1. There is an efficient algorithm that, given any $t+1$ shares provided by honest parties, output the same unique secret key $sk$.
2. All honest parties agree on the same value of the public key $pk=g^{sk}$.
3. $sk$ is uniformly distributed in $\mathbb{Z}_p$.

Secrecy:: For any adversary who controls at most $t$ participants, he cannot learn any additional information except the value $pk=g^{sk}$.

Applications

DKG has been used in numerous aspects:

1. Threshold Encryption and Signatures: In threshold cryptosytems, one problem arises: single point of failure. If a single participant fails to follow the protocol, then the entire system will abort. When applied as a component of a threshold cryptosystem, $(n,t)$DKG solves this problem by ensuring that any $t+1$ participants who behave honestly will allow the protocol to execute successfully.

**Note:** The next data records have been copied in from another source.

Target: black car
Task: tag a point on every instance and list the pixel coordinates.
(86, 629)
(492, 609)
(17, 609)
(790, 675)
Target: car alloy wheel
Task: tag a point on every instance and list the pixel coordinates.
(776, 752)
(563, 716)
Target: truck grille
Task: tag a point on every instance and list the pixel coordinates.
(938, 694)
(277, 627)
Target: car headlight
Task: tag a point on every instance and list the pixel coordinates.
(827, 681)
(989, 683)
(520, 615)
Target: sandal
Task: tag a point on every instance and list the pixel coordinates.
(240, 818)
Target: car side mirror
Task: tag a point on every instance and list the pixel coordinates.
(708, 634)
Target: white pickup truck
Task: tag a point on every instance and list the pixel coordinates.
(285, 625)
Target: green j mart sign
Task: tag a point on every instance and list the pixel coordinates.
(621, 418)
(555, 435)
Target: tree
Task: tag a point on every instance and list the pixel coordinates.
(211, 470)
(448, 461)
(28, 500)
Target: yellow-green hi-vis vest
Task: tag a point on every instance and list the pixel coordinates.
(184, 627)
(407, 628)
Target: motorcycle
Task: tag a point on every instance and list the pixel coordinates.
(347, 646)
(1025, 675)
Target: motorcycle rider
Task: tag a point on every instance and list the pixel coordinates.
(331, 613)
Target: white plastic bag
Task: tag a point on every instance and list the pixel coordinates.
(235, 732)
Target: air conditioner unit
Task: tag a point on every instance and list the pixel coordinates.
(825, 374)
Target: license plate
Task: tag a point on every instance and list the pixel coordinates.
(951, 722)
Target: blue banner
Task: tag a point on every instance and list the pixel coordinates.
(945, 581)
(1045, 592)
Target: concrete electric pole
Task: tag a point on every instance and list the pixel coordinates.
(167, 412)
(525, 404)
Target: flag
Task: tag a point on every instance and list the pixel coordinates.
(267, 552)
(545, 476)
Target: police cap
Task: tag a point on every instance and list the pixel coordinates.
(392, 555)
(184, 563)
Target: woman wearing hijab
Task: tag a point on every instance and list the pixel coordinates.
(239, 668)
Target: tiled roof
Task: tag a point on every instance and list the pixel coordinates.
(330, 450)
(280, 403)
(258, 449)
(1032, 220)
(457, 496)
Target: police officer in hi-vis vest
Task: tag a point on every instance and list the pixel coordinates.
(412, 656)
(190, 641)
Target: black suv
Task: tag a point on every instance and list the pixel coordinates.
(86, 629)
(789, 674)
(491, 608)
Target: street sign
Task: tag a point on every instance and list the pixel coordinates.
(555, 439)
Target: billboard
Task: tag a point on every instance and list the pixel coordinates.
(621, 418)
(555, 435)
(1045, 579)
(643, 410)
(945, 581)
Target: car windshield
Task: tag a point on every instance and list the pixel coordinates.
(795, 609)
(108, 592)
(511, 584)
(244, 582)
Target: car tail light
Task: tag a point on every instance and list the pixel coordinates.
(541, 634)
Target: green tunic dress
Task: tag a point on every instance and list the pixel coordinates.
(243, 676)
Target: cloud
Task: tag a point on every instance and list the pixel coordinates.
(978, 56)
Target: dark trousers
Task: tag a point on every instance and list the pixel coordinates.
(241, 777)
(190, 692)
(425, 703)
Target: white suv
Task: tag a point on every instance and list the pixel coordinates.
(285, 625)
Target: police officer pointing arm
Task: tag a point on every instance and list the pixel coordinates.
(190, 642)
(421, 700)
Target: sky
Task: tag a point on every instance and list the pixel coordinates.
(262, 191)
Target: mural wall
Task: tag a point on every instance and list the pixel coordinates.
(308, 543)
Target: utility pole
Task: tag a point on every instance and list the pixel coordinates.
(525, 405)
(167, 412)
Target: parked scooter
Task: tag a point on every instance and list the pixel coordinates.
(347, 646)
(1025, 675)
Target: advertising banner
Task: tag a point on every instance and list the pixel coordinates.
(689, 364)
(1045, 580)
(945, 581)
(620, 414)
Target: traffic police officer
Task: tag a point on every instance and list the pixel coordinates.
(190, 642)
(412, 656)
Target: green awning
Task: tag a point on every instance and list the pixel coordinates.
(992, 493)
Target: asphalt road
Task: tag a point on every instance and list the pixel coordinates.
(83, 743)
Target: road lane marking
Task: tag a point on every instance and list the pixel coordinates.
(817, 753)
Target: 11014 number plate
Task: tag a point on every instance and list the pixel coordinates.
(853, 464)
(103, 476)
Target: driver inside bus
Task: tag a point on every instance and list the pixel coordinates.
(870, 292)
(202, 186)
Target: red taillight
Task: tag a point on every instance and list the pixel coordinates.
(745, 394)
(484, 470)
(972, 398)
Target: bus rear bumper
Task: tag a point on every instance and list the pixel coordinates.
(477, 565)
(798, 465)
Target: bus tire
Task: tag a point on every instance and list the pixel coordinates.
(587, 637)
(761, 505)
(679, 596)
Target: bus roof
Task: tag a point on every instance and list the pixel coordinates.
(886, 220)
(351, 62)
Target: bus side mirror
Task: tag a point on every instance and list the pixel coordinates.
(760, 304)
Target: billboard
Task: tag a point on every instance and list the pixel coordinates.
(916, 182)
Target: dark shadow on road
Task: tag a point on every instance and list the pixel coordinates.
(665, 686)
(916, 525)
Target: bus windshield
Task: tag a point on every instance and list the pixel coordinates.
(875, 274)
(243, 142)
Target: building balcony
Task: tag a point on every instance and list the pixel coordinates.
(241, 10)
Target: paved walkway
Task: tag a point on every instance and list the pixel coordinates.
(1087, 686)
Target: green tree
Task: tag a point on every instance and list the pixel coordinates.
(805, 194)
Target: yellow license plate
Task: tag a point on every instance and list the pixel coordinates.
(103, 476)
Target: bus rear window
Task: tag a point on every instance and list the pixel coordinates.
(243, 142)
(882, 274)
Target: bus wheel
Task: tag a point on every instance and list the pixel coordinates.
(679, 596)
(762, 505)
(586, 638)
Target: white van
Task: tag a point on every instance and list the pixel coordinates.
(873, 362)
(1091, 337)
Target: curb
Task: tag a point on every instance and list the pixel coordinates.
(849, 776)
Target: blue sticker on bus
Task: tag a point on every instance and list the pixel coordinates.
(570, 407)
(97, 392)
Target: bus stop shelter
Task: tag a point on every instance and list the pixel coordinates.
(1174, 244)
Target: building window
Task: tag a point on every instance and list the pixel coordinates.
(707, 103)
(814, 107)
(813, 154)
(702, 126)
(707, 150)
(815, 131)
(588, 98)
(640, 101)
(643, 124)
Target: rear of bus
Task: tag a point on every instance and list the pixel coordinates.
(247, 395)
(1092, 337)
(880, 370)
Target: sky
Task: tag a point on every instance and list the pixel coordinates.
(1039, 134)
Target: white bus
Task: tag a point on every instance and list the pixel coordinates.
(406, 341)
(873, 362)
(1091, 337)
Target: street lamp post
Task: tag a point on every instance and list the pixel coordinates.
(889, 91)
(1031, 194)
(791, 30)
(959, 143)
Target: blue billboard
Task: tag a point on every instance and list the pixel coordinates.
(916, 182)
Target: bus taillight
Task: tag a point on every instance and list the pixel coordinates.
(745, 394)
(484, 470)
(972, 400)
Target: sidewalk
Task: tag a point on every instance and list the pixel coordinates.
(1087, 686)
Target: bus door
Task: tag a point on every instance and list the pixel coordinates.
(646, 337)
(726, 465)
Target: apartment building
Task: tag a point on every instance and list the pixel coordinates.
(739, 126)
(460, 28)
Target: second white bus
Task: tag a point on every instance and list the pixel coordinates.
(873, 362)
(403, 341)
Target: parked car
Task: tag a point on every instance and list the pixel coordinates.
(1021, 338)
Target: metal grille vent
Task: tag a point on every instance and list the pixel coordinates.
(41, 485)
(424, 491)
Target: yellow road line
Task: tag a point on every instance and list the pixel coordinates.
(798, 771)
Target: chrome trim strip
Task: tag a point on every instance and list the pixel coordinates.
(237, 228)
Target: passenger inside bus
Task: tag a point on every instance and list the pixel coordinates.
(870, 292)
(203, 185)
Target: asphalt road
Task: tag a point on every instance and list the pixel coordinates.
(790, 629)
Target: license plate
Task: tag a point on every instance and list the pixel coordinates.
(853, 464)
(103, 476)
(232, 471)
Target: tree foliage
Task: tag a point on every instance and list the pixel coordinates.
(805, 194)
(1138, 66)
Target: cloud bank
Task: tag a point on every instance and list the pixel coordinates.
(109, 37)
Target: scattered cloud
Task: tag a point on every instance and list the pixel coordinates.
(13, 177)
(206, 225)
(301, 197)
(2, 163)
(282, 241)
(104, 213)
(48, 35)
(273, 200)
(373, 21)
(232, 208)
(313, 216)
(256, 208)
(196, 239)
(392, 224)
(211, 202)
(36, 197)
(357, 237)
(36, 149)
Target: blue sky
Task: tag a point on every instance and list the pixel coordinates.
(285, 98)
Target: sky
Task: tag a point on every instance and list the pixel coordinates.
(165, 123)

2. Identity based Cryptography (IBC): In IBC, a private-key generator (PKG) is required to generate a secret, called the master key and provide private keys to clients using it. Since he know the private key of the client, he can decrypt the messages of the client. A $(n,t)$ DKG solve this by distributing the PKG into many participants where any adversary who control at most $t$ parties cannot compute the master key, and the client receive his secret key by collecting $t+1$ partial private keys from the participants.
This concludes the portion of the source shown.